By: Philip Madgwick, Regional Vice President of Alteryx Asia & ANZ

Beyond just empowering businesses to enhance productivity, generative AI (genAI) is unlocking new opportunities and driving growth across industries. However, not everyone is using genAI to its full potential and a lack of comprehension surrounding the technology has created a gap for onboarding the technology successfully. To fully reap the rewards, organisations must prioritise data as a strategic asset. High-quality data fuels genAI models, providing businesses with the essential foundation for generating innovative and accurate outputs. Simply put, the effectiveness of genAI applications is directly tied to the quality and quantity of the data they are trained on.

Data: AI’s Lifeblood

Data has become paramount to the success of various workstreams, to no one’s surprise. Its usefulness, however, is time-sensitive. According to an IDC study, up to 75% of data loses value within days if it is not constantly handled and renewed. Companies run the risk of having their AI initiatives become less effective if they neglect addressing data quality or accessibility through regular sanity checks.

Furthermore, a startling 70% of businesses acknowledge they are underutilising their data. This underutilisation prevents organisations from reaping the maximum benefits of genAI technology, often the result of creating departmental silos that restrict the free flow of information necessary for thorough training and efficient genAI model development.
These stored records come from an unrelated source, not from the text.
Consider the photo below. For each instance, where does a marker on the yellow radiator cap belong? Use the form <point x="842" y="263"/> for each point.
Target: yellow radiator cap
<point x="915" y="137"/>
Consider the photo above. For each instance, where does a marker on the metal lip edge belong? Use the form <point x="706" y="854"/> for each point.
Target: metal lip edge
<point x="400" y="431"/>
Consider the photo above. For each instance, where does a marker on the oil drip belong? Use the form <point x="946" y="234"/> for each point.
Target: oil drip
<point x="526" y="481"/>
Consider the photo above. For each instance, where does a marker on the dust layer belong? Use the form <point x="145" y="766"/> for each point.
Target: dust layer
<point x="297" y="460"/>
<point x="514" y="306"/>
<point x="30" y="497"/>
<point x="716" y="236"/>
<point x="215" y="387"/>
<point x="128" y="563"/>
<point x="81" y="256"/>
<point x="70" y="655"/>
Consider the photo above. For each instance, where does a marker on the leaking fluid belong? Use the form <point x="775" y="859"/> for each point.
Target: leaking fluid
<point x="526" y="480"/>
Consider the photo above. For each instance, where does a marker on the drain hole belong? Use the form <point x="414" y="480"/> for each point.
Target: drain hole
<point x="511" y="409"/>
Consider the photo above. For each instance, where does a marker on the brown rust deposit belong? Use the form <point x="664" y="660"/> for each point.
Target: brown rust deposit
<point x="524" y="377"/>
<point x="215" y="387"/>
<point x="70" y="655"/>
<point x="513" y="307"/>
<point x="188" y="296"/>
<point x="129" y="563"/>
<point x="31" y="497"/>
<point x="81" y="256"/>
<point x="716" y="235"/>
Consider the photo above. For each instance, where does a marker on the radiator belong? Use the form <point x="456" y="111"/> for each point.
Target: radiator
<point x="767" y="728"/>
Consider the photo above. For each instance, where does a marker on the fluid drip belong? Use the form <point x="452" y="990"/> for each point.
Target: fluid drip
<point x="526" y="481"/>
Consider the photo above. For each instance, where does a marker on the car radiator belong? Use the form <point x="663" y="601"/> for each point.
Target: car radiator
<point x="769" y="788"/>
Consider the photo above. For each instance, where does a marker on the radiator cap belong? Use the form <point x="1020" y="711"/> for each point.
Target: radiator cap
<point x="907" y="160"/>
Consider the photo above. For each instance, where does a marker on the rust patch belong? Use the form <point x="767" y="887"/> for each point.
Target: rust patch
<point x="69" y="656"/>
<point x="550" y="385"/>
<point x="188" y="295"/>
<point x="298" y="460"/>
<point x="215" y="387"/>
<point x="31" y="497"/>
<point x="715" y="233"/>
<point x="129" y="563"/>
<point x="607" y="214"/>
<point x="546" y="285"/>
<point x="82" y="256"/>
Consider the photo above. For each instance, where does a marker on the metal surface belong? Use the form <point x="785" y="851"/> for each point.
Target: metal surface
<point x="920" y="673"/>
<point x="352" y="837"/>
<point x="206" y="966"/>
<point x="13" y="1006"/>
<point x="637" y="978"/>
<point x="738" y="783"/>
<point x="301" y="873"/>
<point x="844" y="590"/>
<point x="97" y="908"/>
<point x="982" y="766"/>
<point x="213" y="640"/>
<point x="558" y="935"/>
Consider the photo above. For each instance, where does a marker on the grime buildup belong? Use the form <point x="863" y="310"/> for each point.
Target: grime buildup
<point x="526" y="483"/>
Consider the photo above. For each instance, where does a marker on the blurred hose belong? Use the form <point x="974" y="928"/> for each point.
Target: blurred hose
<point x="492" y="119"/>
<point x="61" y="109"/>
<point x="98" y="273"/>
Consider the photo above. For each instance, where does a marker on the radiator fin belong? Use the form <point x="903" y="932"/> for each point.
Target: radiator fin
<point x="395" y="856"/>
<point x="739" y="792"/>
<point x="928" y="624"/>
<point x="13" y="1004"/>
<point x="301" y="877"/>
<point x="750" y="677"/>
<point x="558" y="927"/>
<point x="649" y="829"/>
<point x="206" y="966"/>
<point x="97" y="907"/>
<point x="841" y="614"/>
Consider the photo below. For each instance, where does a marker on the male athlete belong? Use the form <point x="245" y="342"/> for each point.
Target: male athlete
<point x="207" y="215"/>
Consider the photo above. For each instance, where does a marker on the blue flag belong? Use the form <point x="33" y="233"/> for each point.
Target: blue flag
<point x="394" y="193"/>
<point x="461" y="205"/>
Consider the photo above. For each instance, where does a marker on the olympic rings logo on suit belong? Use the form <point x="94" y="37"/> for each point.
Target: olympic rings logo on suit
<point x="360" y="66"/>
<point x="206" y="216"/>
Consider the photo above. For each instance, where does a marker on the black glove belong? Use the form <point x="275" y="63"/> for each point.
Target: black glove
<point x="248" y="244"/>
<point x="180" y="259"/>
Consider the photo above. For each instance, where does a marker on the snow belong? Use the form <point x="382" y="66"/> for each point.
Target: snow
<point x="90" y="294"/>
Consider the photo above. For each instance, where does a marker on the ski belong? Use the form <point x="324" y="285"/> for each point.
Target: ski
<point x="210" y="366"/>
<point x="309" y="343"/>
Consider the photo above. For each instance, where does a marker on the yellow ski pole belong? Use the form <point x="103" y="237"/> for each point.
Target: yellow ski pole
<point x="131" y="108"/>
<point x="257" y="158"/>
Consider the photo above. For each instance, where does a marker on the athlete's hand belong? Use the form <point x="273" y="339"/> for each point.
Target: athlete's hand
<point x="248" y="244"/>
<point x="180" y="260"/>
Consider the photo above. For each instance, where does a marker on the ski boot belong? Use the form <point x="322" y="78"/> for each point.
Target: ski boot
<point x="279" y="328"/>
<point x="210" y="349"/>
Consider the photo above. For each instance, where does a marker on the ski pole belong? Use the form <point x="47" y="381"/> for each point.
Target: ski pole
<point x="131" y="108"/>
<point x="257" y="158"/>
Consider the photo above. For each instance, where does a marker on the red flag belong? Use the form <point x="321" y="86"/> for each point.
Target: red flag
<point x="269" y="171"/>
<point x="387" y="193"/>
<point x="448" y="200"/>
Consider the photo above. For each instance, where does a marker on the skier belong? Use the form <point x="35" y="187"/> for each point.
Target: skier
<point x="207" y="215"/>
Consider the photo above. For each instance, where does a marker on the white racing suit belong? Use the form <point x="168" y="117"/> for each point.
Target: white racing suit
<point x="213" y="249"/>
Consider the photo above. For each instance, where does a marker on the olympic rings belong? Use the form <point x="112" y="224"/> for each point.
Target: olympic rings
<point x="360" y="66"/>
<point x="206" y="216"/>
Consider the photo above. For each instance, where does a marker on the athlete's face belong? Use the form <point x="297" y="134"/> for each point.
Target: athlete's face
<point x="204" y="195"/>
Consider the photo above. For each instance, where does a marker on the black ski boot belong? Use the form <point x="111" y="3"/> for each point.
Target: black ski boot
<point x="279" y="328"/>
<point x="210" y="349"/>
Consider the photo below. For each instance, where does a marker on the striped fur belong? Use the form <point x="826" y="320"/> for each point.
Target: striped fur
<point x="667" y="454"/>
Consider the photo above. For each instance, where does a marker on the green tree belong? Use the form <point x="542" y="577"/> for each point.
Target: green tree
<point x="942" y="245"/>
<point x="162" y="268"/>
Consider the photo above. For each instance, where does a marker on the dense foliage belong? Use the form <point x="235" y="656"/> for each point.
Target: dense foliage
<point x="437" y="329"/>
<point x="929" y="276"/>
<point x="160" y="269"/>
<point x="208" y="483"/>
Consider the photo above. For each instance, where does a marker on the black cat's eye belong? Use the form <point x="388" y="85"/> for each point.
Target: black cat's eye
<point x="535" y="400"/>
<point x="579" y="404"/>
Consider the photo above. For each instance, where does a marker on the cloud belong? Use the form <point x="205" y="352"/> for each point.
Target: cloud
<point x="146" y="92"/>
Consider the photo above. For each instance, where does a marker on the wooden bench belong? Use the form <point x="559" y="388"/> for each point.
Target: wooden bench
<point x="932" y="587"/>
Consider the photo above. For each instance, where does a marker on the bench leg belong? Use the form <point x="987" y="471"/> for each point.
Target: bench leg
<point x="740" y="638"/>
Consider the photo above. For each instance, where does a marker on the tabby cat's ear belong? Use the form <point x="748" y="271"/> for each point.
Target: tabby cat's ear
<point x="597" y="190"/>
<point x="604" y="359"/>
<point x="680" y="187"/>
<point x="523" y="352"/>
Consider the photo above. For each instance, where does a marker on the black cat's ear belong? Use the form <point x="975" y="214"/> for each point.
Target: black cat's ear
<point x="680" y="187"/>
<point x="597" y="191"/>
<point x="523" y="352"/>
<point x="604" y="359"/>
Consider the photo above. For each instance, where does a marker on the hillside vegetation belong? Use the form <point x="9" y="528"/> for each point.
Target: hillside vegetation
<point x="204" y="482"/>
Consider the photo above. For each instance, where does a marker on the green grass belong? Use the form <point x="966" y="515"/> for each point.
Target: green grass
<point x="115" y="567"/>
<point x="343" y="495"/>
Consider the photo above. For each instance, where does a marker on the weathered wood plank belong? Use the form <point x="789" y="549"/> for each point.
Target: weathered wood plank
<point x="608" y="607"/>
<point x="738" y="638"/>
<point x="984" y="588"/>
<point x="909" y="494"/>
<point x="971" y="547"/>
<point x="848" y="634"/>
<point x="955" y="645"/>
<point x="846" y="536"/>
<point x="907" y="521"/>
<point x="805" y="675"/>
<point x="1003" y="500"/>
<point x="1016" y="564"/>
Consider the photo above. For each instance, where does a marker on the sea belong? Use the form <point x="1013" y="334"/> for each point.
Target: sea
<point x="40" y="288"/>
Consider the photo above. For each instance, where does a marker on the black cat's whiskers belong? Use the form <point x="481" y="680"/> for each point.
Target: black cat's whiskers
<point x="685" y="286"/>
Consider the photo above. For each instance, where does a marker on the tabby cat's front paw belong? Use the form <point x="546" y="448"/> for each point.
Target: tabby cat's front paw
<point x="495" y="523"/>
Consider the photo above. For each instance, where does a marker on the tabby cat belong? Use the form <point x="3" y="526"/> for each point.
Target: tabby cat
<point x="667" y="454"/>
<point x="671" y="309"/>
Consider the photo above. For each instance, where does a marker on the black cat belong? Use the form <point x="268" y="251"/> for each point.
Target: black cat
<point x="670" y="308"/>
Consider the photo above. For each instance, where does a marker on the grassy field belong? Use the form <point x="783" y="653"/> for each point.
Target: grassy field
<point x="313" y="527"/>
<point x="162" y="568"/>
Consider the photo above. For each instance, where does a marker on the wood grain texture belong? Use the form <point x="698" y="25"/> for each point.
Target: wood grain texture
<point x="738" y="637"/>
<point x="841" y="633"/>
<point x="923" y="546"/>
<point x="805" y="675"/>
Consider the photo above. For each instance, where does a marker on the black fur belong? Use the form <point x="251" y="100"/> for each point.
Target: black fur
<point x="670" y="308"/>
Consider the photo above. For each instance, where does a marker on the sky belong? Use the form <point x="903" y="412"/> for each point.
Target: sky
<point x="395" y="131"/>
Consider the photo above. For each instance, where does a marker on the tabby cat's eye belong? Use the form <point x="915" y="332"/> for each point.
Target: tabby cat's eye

Scalability of genAI programmes is also hindered when data is not updated in a timely manner, rendering outputs generated by such technology outdated and irrelevant.

To optimise genAI usage, businesses also need to deal with the possibility of “AI hallucinations” through strong data governance procedures, which include safeguards for privacy, bias detection and data security. In a survey done by Alteryx surveying 2000 employees across 11 countries on business leaders attitudes towards genAI,  69% of business leaders in Singapore believe “AI hallucinations” negatively impact their trust in AI. Data governance becomes crucial in ensuring AI technology adheres to compliance measures by sourcing data ethically and accurately. This helps the public build greater trust in genAI to improve its uptake across industries.

Collaboration between humans and AI

In the same survey, 66% of business leaders report that their own job responsibilities have changed since the advent of genAI along with 67% of their team’s responsibilities. This technology’s impact is already being profoundly felt and can be expected to grow with greater advancements and human input. In today’s dynamic, digital landscape, where teams are under constant pressure to produce value-added results, low-code and hyper-automated technologies have been growing in popularity. According to a Gartner’s estimations, by 2024, companies anticipate a 30% decrease in operating costs by combining hyper-automation technologies with redesigned operational protocols. Through increased automation and data-literacy across functions, these tools can help close the gap between businesses and IT innovation to accelerate time to market for the organisation as a whole. These improved turnaround times then translate into higher potential for organisational profitability and productivity.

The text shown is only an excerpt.